Honneur aux agriculteurs comice Iffendic
"Honneur aux agriculteurs" adossé au mur sud de l'église, comice à Iffendic (Ille-et-Vilaine) (date ?)

 

 

La campagnocratie républicaine :

une double conversion

 Soo-Yun CHUN (2003, extraits)

 

Sans doute Wickersheimer dit-il la vérité lorsqu’il prononce en janvier 1886 cette phrase :

«J’ai le regret de constater que lorsqu’on interroge quelques-uns de nos collègues républicains, ils prétendent partager nos principes en matière de libre-échange ; tandis qu’en fait ils se sont laissés gagner par les arguments de nos adversaires» (Chambre des députés, 3 juillet 1886).

Quelques années plus tard, ces «collègues républicains» semblent partager les principes de ces «adversaires».

 

Des républicains «ruralisés»

En fait, on peut discerner la division du parti républicain autour de la question douanière dès le moment où l’anticléricalisme n’arrive plus à faire la «concentration républicaine».

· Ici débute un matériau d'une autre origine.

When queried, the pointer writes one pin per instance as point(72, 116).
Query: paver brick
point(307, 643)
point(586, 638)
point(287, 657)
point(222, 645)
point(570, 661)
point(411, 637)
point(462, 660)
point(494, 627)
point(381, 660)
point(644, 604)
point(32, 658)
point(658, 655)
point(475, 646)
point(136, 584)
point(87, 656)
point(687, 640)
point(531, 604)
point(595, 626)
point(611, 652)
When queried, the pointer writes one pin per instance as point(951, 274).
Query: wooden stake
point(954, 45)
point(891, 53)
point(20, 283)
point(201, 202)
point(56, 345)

René Goblet min Instruction pub

Ce n’est pas un hasard si le ministre de l’Instruction, Goblet [ci-contre], invoque le danger du mouvement clérical, quand il demande la priorité pour son projet de loi relatif à l’enseignement sur celui du relèvement des droits. Or, la concentration républicaine ne paraît plus à l’ordre du jour, parce que Ganault, membre du groupe agricole républicain, s’y oppose en demandant la priorité de la loi douanière. La Chambre rejette la demande de Goblet (Chambre des députés, 26 juin 1886).

En face de cette question douanière qui ne respecte pas le clivage politique de la décennie précédente, et bien que la droite compte quelques dissidents, en particulier parmi les bonapartistes, c’est le parti républicain qui se trouve divisé en deux camps bien nets : les républicains libre-échangistes de la France urbaine s’opposent aux républicains protectionnistes représentant la France rurale. L’union des villes et des campagnes, chère chez les républicains des années 1870, paraît tomber en désuétude.

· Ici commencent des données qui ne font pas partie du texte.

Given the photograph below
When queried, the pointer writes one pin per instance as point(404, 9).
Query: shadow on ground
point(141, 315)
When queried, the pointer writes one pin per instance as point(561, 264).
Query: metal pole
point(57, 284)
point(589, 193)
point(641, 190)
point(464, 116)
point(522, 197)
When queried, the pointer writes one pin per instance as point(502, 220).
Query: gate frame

Il semble que les républicains libre-échangistes emploient l’expression de «députés ruraux» ou «électeurs ruraux» dans le sens retrouvé des années de la fin de l’Empire et de l’Assemblée nationale de 1871 (Chambre des députés, 6 juillet 1886), alors que les discours des républicains protectionnistes ne sont pas très éloignés de ceux de leurs ennemis d’il y a à peine une ou deux décennies.

Dès les élections de 1881, les républicains modérés font allusion au contraste frappant entre la raideur des formules et les aspérités de l’intransigeance de certaines circonscriptions urbaines, et le calme général dont jouissent les circonscriptions rurales. Ils laissent entendre leur opinion d’après laquelle la République, en dépit de la brutalité des intransigeants qui «déshonorerait Paris, si Paris pouvait être confondu avec la horde de déclassés sans patrie» (La Semaine agricole, 28 août 1881), prospérerait sous la sauvegarde de la paysannerie, considérée comme réservoir de la société française.

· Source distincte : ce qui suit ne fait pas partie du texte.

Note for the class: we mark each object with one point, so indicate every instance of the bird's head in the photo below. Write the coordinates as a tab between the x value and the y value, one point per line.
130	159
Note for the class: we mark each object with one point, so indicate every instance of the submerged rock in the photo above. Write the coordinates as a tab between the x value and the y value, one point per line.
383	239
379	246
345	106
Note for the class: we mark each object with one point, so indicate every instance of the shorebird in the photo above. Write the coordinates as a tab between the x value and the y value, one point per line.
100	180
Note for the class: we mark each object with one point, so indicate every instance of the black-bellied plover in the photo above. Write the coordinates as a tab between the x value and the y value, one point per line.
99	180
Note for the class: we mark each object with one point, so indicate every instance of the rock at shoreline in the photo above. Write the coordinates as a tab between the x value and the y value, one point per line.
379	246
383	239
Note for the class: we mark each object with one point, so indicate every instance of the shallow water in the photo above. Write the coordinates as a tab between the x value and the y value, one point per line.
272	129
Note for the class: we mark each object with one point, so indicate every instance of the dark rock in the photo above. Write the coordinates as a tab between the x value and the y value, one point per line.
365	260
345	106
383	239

On a l’impression qu’ils sont autant, sinon plus, gagnés par la cause paysanne que les paysans ne sont gagnés par la cause républicaine. Les agriculteurs que Méline félicite pour leur capacité de lecture et de mémoire (cf. son discours du 2 juin 1885 devant le groupe agricole, déjà cité) sont devenus conscients de la puissance de leur voix et les républicains opportunistes le sont à leur tour de ce fait.

On peut parler dès lors de la «ruralisation des républicains» aussi bien que de la «républicanisation des masses rurales». (Sur la question de la politisation des campagnes, concernant surtout sa «dernière étape», voir les interventions de Maurice Agulhon, Jean-François Chanet, de Ronald Hubscher, et de Caroline Ford dans les actes du colloque de Rome (20-22 février 1997) : La Politisation des campagnes au XIXe siècle. France, Italie, Espagne et Portugal, École française de Rome, 2000).

L’acculturation ou la conversion ne se jouent pas à sens unique (Lehning, 1995, p. 179-203).

 

Des ruraux «républicanisés»

Nous avons de nouveau une «majorité rurale», mais est-ce qu’elle constitue une «Chambre rurale dans le sens profond et vrai de ce mot» qu’a annoncée Gambetta dans son fameux discours de Bordeaux ?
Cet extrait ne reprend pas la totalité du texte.